Development and validation of S protein as a group A streptococcus vaccine

About This Grant

PROJECT SUMMARY Group A Streptococcus (GAS) is among the most common infectious agents worldwide, with an estimated 700 million infections and half-million deaths per year, numbers that increase annually. These factors, in addition to the growing prevalence of antimicrobial-resistant strains, it is vital to investigate new and innovative approaches for GAS infection treatment or prevention. Developing a universal vaccine is a promising long-term solution for improving the global burden of GAS. Unfortunately, attempts to develop a vaccine have been largely unsuccessful. For instance, the risk of molecular-mimicry based autoimmunity precludes the native forms of the gold standard GAS antigen, M protein, from being further developed in its native form. Additionally, sequencing efforts have identified many M protein serotypes, making universal coverage highly unlikely. Our published data indicates a promising new candidate for a GAS vaccine, S protein. We revealed S protein is a required GAS virulence factor in vitro and in vivo.
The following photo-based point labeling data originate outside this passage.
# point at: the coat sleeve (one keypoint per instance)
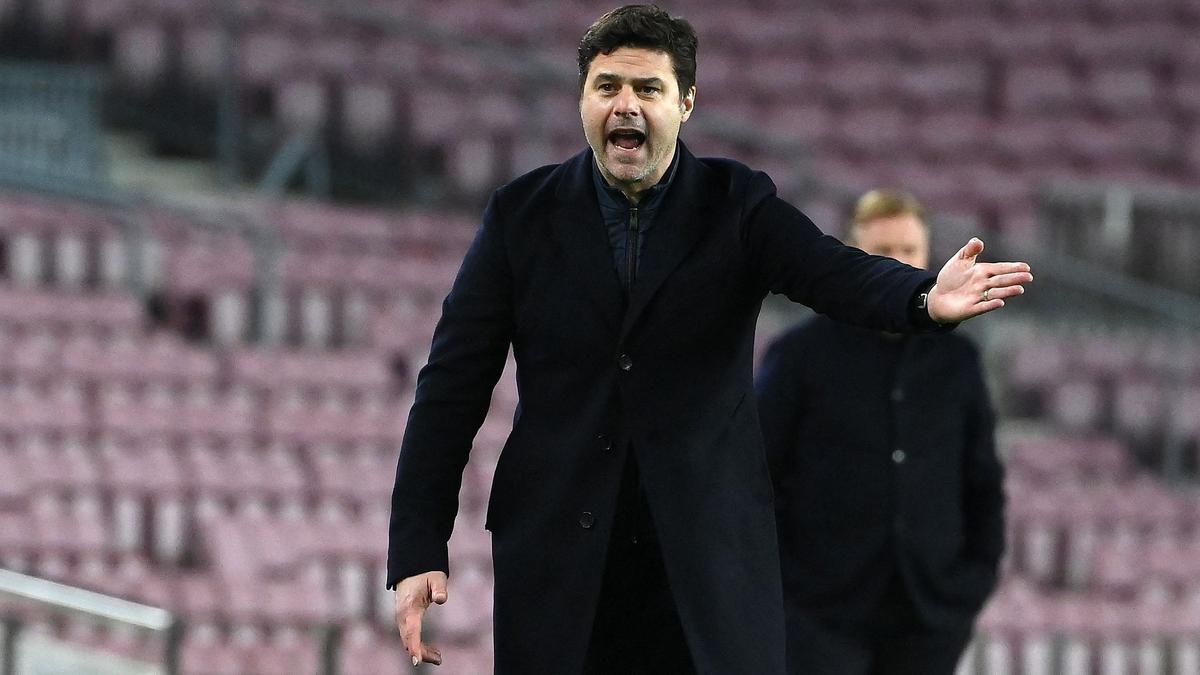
(790, 255)
(779, 406)
(454, 390)
(983, 478)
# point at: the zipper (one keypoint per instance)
(631, 248)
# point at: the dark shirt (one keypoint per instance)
(633, 523)
(623, 216)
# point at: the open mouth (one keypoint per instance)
(627, 138)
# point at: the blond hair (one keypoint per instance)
(883, 202)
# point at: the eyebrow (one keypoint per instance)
(636, 81)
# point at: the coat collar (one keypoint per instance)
(580, 231)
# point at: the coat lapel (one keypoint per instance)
(580, 233)
(679, 226)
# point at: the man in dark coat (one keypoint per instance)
(889, 500)
(631, 517)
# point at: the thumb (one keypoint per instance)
(438, 587)
(973, 248)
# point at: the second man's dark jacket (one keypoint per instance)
(666, 375)
(883, 464)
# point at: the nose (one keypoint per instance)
(627, 102)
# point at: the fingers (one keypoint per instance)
(1006, 292)
(984, 308)
(409, 620)
(993, 269)
(413, 597)
(972, 250)
(1005, 280)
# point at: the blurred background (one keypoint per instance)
(226, 227)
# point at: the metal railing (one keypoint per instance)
(60, 598)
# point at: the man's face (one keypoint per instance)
(903, 238)
(631, 114)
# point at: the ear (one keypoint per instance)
(688, 103)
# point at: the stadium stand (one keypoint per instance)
(203, 400)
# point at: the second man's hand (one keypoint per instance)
(967, 288)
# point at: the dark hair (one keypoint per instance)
(648, 27)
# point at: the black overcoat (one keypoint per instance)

New unpublished data shows recombinant S protein-immunized animals display a robust reduction in GAS colony-forming units compared to naïve animals in a skin infection model. Strikingly, we also demonstrate the ability of S protein to immunize mice surpasses that of M protein. Importantly, unlike M protein, S protein sequences are nearly identical among various GAS serotypes and contain no cross- reactive human sequences. We further determined that anti-S protein antibodies bind the surface of multiple GAS serotypes and verified them to be cross-reactive. These preclinical data underscore S protein is a viable GAS vaccine candidate but also highlight a novel area of further investigation. The overall goal of this R21 application is to further validate S protein as a novel protective vaccine against GAS, a human pathogen responsible for nearly 1 billion infections worldwide per year. This work is significant as our proposed study can potentially reduce the health burden of over 1 billion humans infected with GAS. Our studies are innovative, as they will provide pharmacokinetic insight into a novel vaccine antigen for GAS treatment. Our team, composed of clinicians and researchers, has expertise in GAS pathogenesis and immunity, vaccination studies, animal models, and the most powerful proteomics instrument currently on market. Therefore, our team is well-positioned to study GAS vaccine development in innovative fashions.